Rimlawi is the director and founder of the Minimally Invasive Spine Institute, and had operating privileges at the now bankrupt hospital. Rimlawi made the news when he and co-defendant Doug Won recruited Dr. Christopher Duntsch, who was convicted for aggravated assault related to his patient outcomes and made famous in Matt Goodman’s piece coining him Dr. Death. Duntsch performed just one surgery with MISI before he was fired, after Rimlawi said he flew to Las Vegas right after the operation and didn’t secure a call physician.
Rimlawi was questioned by defense attorney Thomas Mesereau, whois known for defending celebrities such as Mike Tyson in a rape case, Bill Cosby’s retrial for sexual assault, and most famously, the 2005 molestation trial of Michael Jackson, where Jackson was acquitted of all 14 counts.
Mesereau worked to establish that Rimlawi operated within the law to the best of his knowledge, consulting Forest Park’s legal counsel on his activities centered around marketing arrangements and Department of Labor patients.
Prosecutor Katherine Pfeifle began her cross-examination with a look into fraudulent DOL billing, which Rimlawi said he had no knowledge about. When the prosecutor brought up conflicting testimony of his office staff, he deflected. “She was very scared of you guys. She’s petrified – she doesn’t know what you can do to her.”
More than ten of the original defendants including one of the hospital’s founders, anesthesiologist Richard Toussaint, have pleaded guilty. Early in the trial, the Morning News detailed how Andrea Smith, one of the hospital’s “surgery trackers” sent monthly color-coded spreadsheets to the doctors so they could prepare invoices to be paid by Forest Park.
Doctors often fought over who brought which patients to Forest Park for surgeries, Smith told jurors. Others complained of being “shorted.” Smith said she was caught in the middle and tasked with trying to sort it all out.
D Magazine published a feature article on the eve of trial that detailed the allegations.
Will Maddox of D CEO Healthcare Daily reports that the long-awaited trial of the remaining 10 defendants began today. It’s expected to last two months. The feds tracked $200 million to the scheme, about $40 million of which were kickbacks. These were disguised as marketing arrangements in some cases. In others, they came in the form of outright cash payments. All of those facing trial have pleaded not guilty. Two of the doctors, Dr. Doug Won and Michael Rimlawi, were the men who first recruited the neurosurgeon Dr. Christopher Duntsch to town, who we coined Dr. Death and later became the first physician in American history to be convicted for aggravated assault related to his patient outcomes.
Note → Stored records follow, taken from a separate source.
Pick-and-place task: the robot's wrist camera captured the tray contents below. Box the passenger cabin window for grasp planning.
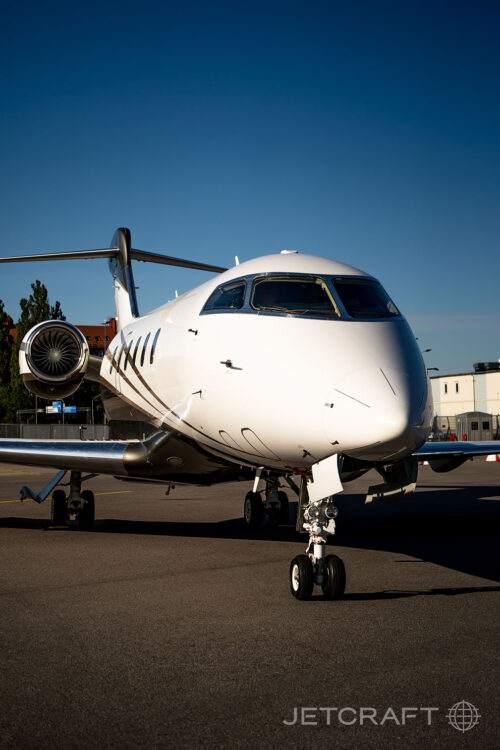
[109,346,118,375]
[116,344,125,371]
[132,336,142,367]
[141,333,151,367]
[149,328,161,365]
[250,276,340,318]
[203,281,247,310]
[333,277,401,320]
[123,341,134,371]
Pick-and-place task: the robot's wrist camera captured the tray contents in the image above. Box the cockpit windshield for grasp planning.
[332,277,401,320]
[250,276,340,318]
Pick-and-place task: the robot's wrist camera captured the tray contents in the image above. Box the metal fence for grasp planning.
[0,424,109,440]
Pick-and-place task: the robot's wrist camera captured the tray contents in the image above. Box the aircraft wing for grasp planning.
[413,440,500,461]
[0,439,131,476]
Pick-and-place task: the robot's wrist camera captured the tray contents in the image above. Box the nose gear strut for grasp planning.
[290,477,346,599]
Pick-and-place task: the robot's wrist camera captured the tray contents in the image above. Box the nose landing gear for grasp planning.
[290,482,346,600]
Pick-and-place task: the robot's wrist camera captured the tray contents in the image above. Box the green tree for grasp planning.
[0,299,14,421]
[5,279,66,422]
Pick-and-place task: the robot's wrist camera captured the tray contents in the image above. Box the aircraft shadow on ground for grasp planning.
[0,486,500,588]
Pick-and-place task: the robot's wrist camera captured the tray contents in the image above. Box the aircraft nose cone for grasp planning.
[326,367,429,461]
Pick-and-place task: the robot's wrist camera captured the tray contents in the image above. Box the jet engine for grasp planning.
[19,320,89,399]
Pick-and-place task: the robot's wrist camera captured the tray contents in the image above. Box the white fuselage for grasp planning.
[101,254,432,469]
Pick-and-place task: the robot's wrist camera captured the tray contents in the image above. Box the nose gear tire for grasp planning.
[290,555,314,600]
[321,555,345,599]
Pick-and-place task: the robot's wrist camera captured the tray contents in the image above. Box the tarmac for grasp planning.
[0,460,500,750]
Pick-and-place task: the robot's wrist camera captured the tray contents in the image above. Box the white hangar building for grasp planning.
[431,360,500,417]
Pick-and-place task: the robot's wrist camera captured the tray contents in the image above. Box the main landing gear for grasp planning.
[21,469,97,529]
[243,473,289,531]
[50,471,95,529]
[290,497,346,599]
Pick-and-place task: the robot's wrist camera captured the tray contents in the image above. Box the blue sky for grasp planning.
[0,0,500,373]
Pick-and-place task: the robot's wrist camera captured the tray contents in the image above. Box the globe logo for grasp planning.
[448,701,481,732]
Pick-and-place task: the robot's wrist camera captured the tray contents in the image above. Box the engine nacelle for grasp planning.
[19,320,89,399]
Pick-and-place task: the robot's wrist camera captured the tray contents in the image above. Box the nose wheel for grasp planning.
[290,490,346,600]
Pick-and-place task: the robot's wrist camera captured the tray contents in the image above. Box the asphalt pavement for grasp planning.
[0,460,500,750]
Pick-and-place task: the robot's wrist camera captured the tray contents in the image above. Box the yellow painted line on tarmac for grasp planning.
[95,490,134,495]
[0,469,41,477]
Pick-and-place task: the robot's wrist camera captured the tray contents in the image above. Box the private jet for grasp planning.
[0,228,500,600]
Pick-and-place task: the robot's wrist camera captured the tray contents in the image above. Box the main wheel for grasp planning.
[321,555,345,599]
[50,490,67,526]
[243,492,264,531]
[78,490,95,529]
[278,492,290,523]
[290,555,314,599]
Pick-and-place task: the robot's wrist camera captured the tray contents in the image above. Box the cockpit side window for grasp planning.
[250,276,340,318]
[203,279,247,311]
[332,277,401,320]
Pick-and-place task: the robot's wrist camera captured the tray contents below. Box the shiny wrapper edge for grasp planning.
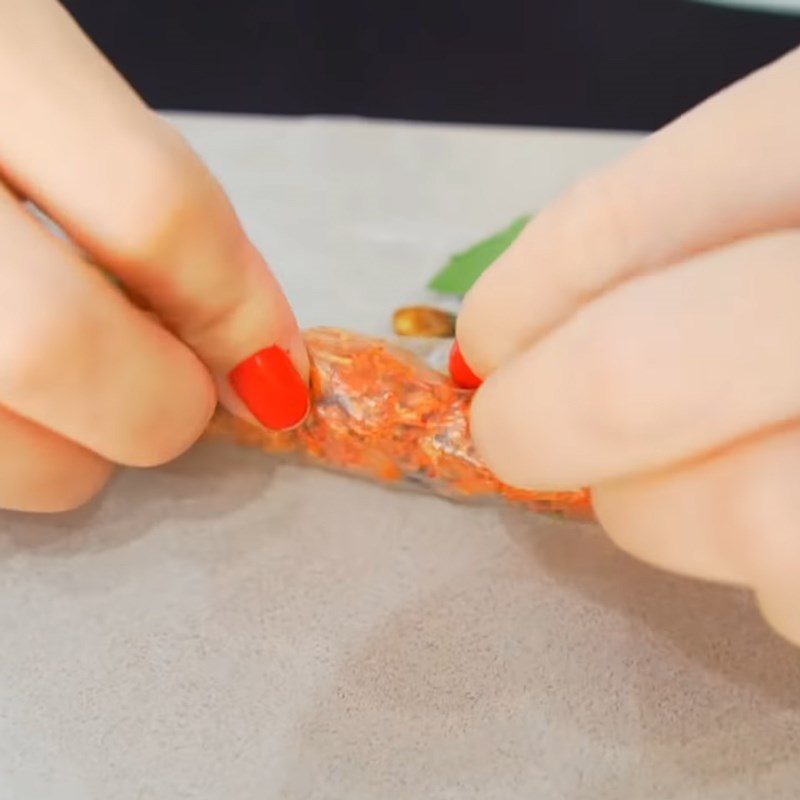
[207,328,592,519]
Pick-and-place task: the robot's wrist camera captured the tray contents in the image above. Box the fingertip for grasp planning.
[448,340,483,389]
[228,345,311,431]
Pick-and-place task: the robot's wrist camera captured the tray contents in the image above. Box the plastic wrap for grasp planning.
[209,328,591,518]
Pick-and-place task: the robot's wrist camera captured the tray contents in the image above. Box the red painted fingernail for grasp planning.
[228,345,311,431]
[450,342,483,389]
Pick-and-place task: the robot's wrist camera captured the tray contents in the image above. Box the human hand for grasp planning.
[457,45,800,643]
[0,0,308,511]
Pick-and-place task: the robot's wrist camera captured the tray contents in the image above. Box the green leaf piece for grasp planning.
[428,216,531,297]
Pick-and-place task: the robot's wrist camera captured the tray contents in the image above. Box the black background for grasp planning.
[65,0,800,130]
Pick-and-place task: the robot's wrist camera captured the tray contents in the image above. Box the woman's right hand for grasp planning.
[0,0,308,511]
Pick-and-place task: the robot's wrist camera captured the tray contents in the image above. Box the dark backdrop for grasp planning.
[66,0,800,130]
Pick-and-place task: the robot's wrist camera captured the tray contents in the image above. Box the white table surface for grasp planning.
[0,116,800,800]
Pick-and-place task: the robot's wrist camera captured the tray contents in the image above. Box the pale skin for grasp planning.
[0,0,800,643]
[0,0,308,511]
[457,50,800,643]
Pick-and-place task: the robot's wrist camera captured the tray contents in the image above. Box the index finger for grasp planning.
[0,0,308,426]
[457,45,800,377]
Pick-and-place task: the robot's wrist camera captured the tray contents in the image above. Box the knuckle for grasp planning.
[549,170,636,300]
[581,311,671,444]
[104,123,215,264]
[0,292,94,405]
[39,458,113,512]
[5,447,113,513]
[719,454,800,585]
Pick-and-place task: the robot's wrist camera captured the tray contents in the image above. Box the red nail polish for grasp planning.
[228,345,311,431]
[450,342,483,389]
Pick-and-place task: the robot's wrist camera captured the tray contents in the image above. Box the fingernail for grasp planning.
[228,345,311,431]
[450,342,483,389]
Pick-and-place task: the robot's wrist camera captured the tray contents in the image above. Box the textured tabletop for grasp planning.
[0,116,800,800]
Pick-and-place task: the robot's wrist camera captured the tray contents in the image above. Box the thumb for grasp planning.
[0,0,308,428]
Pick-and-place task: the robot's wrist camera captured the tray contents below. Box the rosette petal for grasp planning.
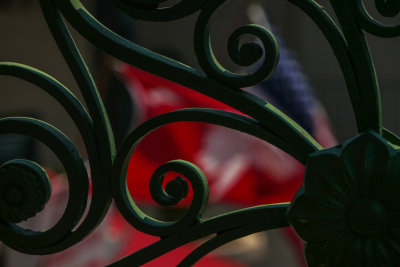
[288,194,345,242]
[341,131,390,195]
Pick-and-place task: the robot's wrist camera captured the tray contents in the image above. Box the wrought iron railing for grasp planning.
[0,0,400,266]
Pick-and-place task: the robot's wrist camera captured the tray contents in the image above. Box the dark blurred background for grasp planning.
[0,0,400,172]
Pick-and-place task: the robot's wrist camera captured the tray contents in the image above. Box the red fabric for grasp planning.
[121,65,303,205]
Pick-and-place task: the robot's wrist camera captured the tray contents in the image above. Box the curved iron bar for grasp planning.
[0,62,108,254]
[110,109,319,236]
[109,203,289,267]
[40,0,115,253]
[0,117,88,254]
[0,0,400,266]
[55,0,319,163]
[193,0,279,88]
[331,0,382,134]
[349,0,400,38]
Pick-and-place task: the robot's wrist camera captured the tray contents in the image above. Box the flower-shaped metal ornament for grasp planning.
[288,131,400,266]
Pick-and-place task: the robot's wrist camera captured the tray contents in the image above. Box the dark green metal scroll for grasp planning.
[0,0,400,266]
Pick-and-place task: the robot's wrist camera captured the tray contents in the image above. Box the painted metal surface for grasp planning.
[0,0,400,266]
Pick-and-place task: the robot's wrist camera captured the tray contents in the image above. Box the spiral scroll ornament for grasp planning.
[348,0,400,37]
[194,1,279,88]
[0,160,51,223]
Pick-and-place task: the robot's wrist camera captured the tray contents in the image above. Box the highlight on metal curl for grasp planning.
[111,0,209,21]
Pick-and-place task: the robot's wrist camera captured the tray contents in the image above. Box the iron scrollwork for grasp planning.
[0,0,400,266]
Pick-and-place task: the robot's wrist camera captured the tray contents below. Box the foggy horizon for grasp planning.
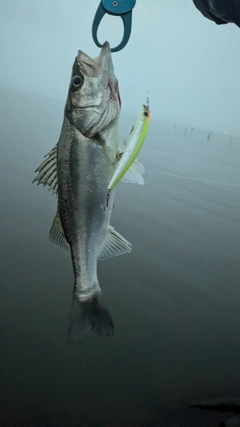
[0,0,240,135]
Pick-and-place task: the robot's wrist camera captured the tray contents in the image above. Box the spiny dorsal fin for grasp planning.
[49,210,70,252]
[33,145,58,194]
[121,158,145,185]
[98,227,132,261]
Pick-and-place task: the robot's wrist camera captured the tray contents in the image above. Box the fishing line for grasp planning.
[145,169,240,188]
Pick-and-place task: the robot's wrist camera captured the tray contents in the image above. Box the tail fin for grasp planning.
[69,293,114,344]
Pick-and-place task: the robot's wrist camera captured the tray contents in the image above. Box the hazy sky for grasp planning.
[0,0,240,137]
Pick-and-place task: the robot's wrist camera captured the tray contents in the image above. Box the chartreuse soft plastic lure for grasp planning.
[108,105,150,192]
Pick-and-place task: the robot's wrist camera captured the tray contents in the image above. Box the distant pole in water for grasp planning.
[207,131,212,141]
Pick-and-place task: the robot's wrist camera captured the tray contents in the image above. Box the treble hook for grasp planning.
[92,0,136,52]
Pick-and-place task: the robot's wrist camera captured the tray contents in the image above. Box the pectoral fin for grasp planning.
[49,210,70,252]
[33,145,58,194]
[98,227,132,261]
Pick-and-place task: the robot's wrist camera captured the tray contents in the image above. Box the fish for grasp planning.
[33,42,138,343]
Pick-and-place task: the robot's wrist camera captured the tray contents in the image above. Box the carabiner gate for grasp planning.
[92,0,136,52]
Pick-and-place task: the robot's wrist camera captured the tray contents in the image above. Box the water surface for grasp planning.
[0,91,240,427]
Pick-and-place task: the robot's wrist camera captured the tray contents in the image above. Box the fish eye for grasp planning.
[72,76,83,87]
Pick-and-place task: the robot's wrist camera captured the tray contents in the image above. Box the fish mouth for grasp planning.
[76,41,121,107]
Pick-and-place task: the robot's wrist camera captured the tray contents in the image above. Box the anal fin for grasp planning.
[98,227,132,261]
[49,210,70,252]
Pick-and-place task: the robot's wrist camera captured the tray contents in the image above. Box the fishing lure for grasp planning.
[107,105,151,191]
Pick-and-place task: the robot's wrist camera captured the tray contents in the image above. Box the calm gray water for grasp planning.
[0,91,240,427]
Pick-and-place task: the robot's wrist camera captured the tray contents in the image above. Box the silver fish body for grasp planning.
[35,42,131,341]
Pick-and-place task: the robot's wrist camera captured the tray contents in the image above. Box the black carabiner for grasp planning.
[92,0,136,52]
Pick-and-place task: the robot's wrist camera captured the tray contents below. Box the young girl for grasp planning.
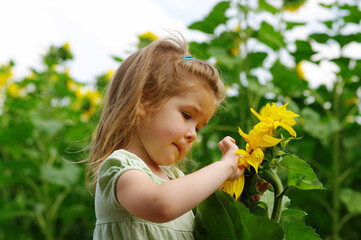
[87,34,244,240]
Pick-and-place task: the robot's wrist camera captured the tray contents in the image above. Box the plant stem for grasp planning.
[260,169,283,222]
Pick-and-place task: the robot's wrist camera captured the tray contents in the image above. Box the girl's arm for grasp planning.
[116,137,244,222]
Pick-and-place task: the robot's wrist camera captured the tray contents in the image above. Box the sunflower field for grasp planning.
[0,0,361,240]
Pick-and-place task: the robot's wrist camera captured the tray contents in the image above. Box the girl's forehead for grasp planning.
[172,87,218,115]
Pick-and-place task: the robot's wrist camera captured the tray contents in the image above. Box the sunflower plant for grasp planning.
[194,103,323,240]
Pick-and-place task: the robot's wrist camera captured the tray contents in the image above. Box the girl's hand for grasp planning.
[218,137,244,181]
[249,181,271,202]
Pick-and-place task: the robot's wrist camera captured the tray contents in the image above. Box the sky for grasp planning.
[0,0,361,87]
[0,0,218,82]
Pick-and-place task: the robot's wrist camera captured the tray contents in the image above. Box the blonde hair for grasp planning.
[86,32,225,193]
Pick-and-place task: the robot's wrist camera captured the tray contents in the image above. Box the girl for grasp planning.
[87,34,244,240]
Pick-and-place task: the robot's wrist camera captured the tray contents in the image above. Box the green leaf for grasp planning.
[194,190,237,240]
[248,52,268,68]
[270,61,307,97]
[293,40,316,62]
[258,0,278,14]
[286,22,305,30]
[40,163,80,187]
[301,107,342,145]
[280,155,323,190]
[248,201,270,218]
[281,209,307,223]
[340,188,361,213]
[284,222,322,240]
[309,33,331,43]
[340,4,361,24]
[253,22,286,51]
[188,1,230,34]
[194,190,283,240]
[333,33,361,48]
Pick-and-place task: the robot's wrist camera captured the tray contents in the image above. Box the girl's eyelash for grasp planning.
[182,112,192,120]
[182,112,199,132]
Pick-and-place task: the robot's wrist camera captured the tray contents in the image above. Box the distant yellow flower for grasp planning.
[283,0,307,12]
[105,69,114,82]
[0,65,13,87]
[8,83,24,98]
[230,47,240,56]
[63,42,70,52]
[345,97,358,106]
[296,61,306,80]
[220,175,244,199]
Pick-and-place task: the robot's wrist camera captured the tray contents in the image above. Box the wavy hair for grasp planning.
[86,35,225,192]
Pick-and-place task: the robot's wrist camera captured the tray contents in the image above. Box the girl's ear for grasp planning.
[137,103,147,118]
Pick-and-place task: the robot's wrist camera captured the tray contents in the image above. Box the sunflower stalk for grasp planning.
[259,169,284,222]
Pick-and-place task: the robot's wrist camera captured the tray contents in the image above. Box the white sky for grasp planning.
[0,0,218,82]
[0,0,361,86]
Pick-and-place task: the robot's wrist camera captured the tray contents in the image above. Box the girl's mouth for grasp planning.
[173,143,182,152]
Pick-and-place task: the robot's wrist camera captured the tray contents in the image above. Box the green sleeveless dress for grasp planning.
[93,150,194,240]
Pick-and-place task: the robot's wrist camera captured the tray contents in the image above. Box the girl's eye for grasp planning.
[182,112,192,120]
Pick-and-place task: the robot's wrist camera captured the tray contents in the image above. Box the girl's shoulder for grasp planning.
[161,165,184,179]
[99,149,151,175]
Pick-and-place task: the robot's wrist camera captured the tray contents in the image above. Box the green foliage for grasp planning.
[194,191,283,240]
[190,0,361,240]
[0,0,361,240]
[0,44,97,239]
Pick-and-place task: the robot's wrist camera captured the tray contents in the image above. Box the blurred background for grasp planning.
[0,0,361,240]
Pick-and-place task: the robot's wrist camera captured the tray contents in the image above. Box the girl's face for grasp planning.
[128,87,216,166]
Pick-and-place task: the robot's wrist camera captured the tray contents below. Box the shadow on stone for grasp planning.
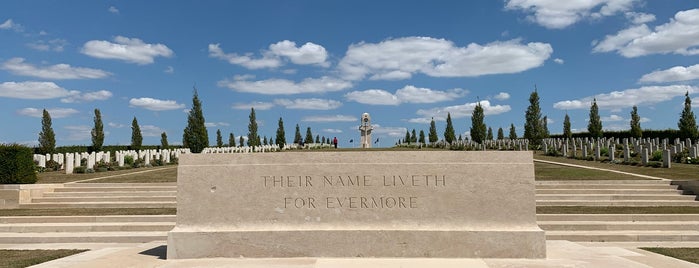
[138,245,167,260]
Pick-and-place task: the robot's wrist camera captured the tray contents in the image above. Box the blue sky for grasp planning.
[0,0,699,147]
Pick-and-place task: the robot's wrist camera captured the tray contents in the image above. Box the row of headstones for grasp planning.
[542,138,699,167]
[201,143,333,154]
[34,149,190,174]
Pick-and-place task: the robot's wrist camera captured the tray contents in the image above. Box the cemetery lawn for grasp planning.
[534,152,699,180]
[641,248,699,264]
[0,208,177,217]
[0,249,87,268]
[36,165,177,184]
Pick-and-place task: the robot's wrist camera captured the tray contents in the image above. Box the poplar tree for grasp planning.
[587,98,604,138]
[248,108,260,147]
[563,113,573,139]
[131,116,143,150]
[91,109,104,152]
[428,118,439,144]
[275,117,286,148]
[677,91,699,139]
[444,113,456,144]
[471,102,486,143]
[629,105,643,138]
[39,109,56,154]
[182,88,209,153]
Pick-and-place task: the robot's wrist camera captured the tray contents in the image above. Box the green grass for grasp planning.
[0,249,87,268]
[0,208,177,217]
[641,248,699,264]
[536,206,699,214]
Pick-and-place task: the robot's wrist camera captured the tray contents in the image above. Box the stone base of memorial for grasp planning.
[167,151,546,259]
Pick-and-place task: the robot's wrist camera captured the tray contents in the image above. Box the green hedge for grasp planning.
[0,144,36,184]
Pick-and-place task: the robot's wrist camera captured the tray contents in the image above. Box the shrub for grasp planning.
[0,144,36,184]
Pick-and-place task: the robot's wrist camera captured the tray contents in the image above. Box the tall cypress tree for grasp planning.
[524,86,542,144]
[563,113,573,139]
[248,108,260,146]
[428,118,439,144]
[275,117,286,148]
[444,113,456,144]
[294,124,303,144]
[677,91,699,139]
[131,116,143,150]
[160,132,170,149]
[629,105,643,138]
[182,88,209,153]
[39,109,56,154]
[471,102,486,143]
[216,129,223,148]
[587,98,604,138]
[91,109,104,152]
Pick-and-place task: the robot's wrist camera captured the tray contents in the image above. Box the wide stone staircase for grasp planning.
[0,180,699,244]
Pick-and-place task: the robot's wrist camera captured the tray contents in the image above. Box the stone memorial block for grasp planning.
[167,151,546,259]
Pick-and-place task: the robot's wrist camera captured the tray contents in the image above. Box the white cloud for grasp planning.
[129,98,185,111]
[81,36,174,65]
[218,76,352,95]
[231,101,274,111]
[345,85,468,105]
[0,58,111,79]
[493,92,510,101]
[274,98,342,110]
[301,115,359,123]
[27,39,68,52]
[639,64,699,83]
[61,90,112,103]
[505,0,639,29]
[0,19,24,32]
[408,100,512,123]
[0,81,79,100]
[338,37,553,80]
[17,108,80,118]
[592,9,699,58]
[553,85,699,110]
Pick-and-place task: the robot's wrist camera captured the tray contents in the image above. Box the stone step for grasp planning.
[0,231,167,244]
[536,200,699,207]
[19,201,177,209]
[536,194,696,201]
[536,189,682,195]
[44,191,177,198]
[546,230,699,242]
[537,221,699,231]
[0,222,175,233]
[53,186,177,193]
[536,214,699,222]
[32,196,177,203]
[0,215,177,224]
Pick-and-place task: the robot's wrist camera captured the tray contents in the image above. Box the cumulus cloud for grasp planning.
[338,37,553,80]
[408,100,512,123]
[639,64,699,83]
[0,58,111,79]
[218,76,352,95]
[592,9,699,58]
[345,85,468,105]
[209,40,330,69]
[505,0,639,29]
[274,98,342,110]
[301,115,359,123]
[553,85,699,110]
[231,101,274,111]
[17,108,80,118]
[81,36,174,65]
[129,98,185,111]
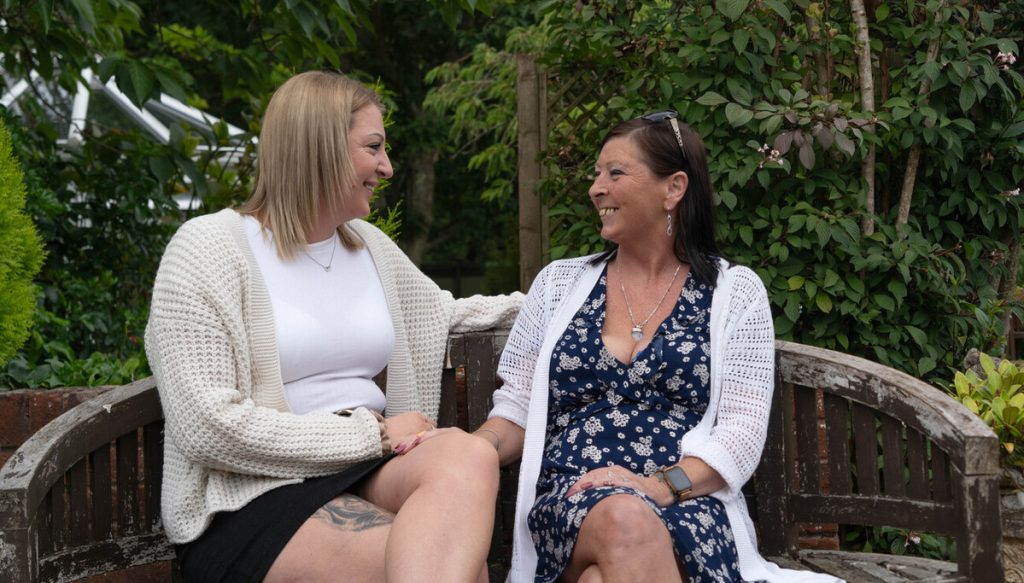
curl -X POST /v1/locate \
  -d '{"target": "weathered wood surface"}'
[0,331,1002,583]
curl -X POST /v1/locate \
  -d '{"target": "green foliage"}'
[524,0,1024,384]
[840,527,956,563]
[0,110,182,386]
[423,44,518,202]
[949,353,1024,468]
[0,121,44,365]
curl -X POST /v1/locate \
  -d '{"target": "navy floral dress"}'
[527,272,741,583]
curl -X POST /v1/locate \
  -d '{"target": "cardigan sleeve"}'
[449,292,524,332]
[682,267,775,493]
[145,218,382,478]
[487,265,551,427]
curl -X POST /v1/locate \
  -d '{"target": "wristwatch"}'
[654,465,693,502]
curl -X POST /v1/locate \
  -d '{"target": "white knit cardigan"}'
[145,210,522,544]
[489,257,839,583]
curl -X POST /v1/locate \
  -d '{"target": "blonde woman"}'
[145,72,520,583]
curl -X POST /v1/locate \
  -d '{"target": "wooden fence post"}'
[516,54,548,291]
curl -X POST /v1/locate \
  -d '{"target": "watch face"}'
[665,465,693,492]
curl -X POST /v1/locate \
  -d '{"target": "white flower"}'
[992,51,1017,71]
[558,353,583,371]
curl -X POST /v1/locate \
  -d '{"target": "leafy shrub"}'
[840,527,956,561]
[949,353,1024,468]
[0,121,43,365]
[524,0,1024,385]
[0,111,182,387]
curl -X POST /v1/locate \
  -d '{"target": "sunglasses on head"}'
[640,110,686,160]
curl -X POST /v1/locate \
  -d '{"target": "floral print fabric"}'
[527,273,740,583]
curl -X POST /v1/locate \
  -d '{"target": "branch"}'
[850,0,874,237]
[896,6,946,234]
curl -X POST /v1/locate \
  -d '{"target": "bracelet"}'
[473,427,502,452]
[334,409,391,456]
[371,411,391,456]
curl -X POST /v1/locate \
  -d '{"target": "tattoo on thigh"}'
[313,494,394,533]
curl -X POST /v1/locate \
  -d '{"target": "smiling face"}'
[590,136,686,245]
[342,106,394,222]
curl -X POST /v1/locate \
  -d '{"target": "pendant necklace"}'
[302,238,338,273]
[615,261,683,342]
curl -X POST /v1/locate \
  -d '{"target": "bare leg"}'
[263,494,394,583]
[357,431,498,583]
[561,494,686,583]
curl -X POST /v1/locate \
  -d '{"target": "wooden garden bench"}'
[0,331,1002,583]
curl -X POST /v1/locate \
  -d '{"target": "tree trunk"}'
[806,9,831,99]
[402,150,437,265]
[999,228,1021,346]
[896,2,946,232]
[850,0,874,236]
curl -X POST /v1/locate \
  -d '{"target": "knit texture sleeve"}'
[145,217,382,478]
[487,259,584,427]
[449,292,524,332]
[683,267,775,493]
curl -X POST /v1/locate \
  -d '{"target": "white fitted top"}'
[243,216,394,415]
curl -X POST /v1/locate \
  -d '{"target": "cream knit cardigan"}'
[489,257,839,583]
[145,210,522,544]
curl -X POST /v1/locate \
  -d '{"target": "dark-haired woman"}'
[468,112,834,582]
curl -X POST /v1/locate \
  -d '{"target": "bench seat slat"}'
[116,431,139,536]
[68,458,91,546]
[823,393,853,494]
[880,414,906,498]
[853,403,879,496]
[89,444,114,540]
[791,493,958,534]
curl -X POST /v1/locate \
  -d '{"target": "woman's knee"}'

They’re accused of accepting payments in return for performing surgeries at Forest Park. Won’s attorney told The Dallas Morning News that he never received payments to steer patients to Forest Park facilities—he practiced there because of the high quality of its surgical suites and materials.
According to the Morning News, the Forest Park trial is one of the largest bribery and kickback prosecutions in the nation and is considered a test case for future prosecutions. “It was being closely watched by many in the healthcare industry. That’s because the government is trying to make a bribery and kickback case involving not federal healthcare dollars, but private insurance.”
None of the defendants who were convicted has yet to be sentenced.